New York State’s Department of Environmental Conservation (DEC) and partner agencies recently announced efforts to re-introduce “bloater” fish, a deepwater cisco, into Lake Ontario offshore of Oswego.
Bloaters feed primarily on invertebrates in water depths from 180 feet to 650 feet. Historically, they were an important food source for native lake trout and burbot.
Bloaters have been absent from Lake Ontario for nearly thirty years. The program, the first of its kind in the Great Lakes, is the culmination of several years of collaborative laboratory, hatchery and field research conducted by federal, state, and provincial agencies. The last known Lake Ontario bloater was collected in 1983.
Re-establishing self-sustaining populations of bloater in Lake Ontario is the focus of a cooperative, international effort between DEC, the Ontario Ministry of Natural Resources (OMNR), the U.S. Fish and Wildlife Service (USFWS), the U.S. Geological Survey (USGS) and the Great Lakes Fishery Commission to restore native fish populations in Lake Ontario.

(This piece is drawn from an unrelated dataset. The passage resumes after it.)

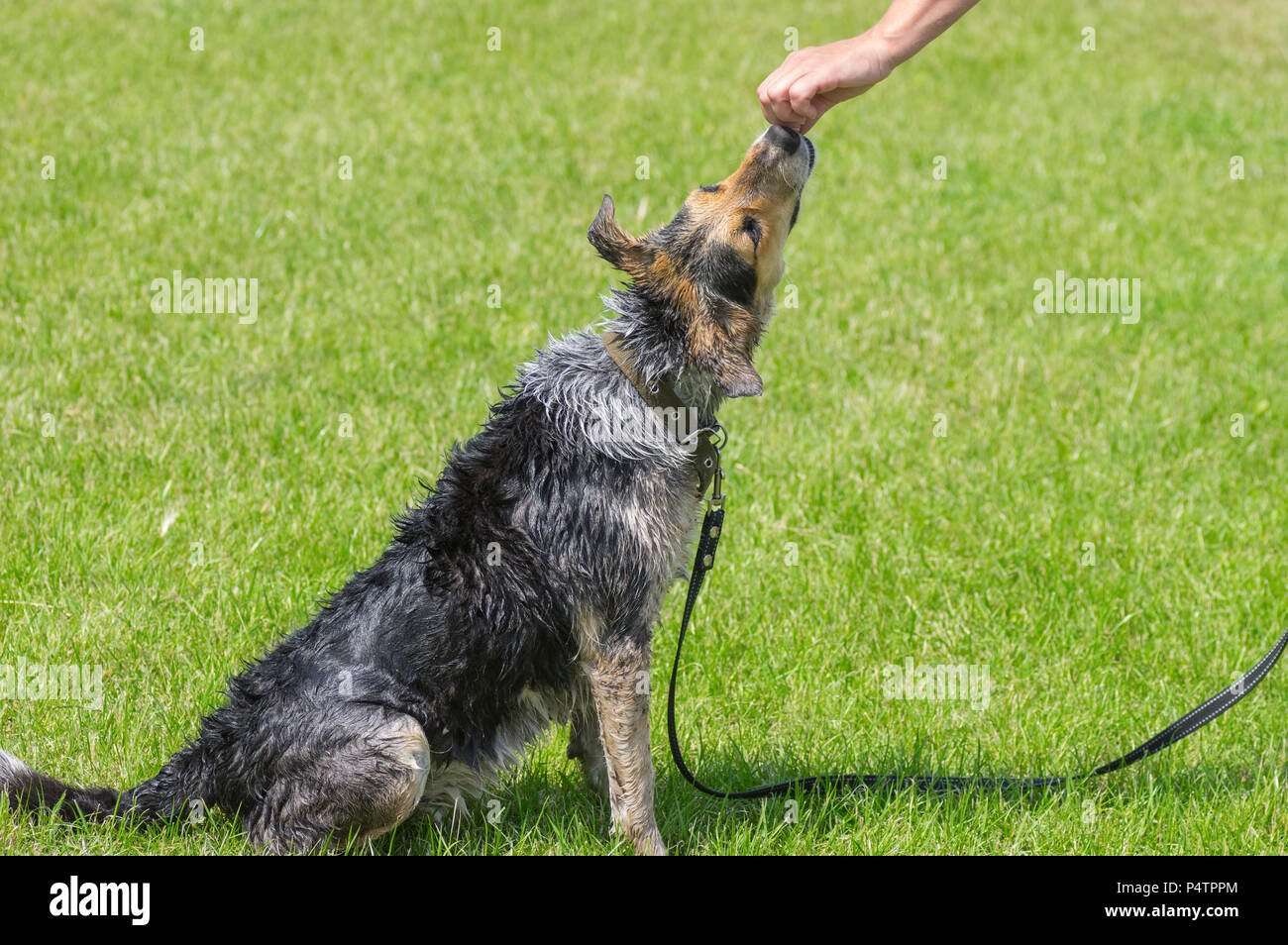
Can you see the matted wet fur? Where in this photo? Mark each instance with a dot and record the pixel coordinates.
(524, 588)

The re-introduction program is intended to improve food web stability and mitigate negative impacts of invasive species. Biologists stress that long term stocking will be required in order for the program to be successful.
Re-introducing bloaters will provide more food choices for predators, such as lake trout and salmon, and diversify the Lake Ontario fish community.
According to scientists, Lake trout and salmon that feed primarily on alewife can experience reproductive failure due to a vitamin B deficiency. Predators that feed on native species like bloater are less likely to experience reproductive failure.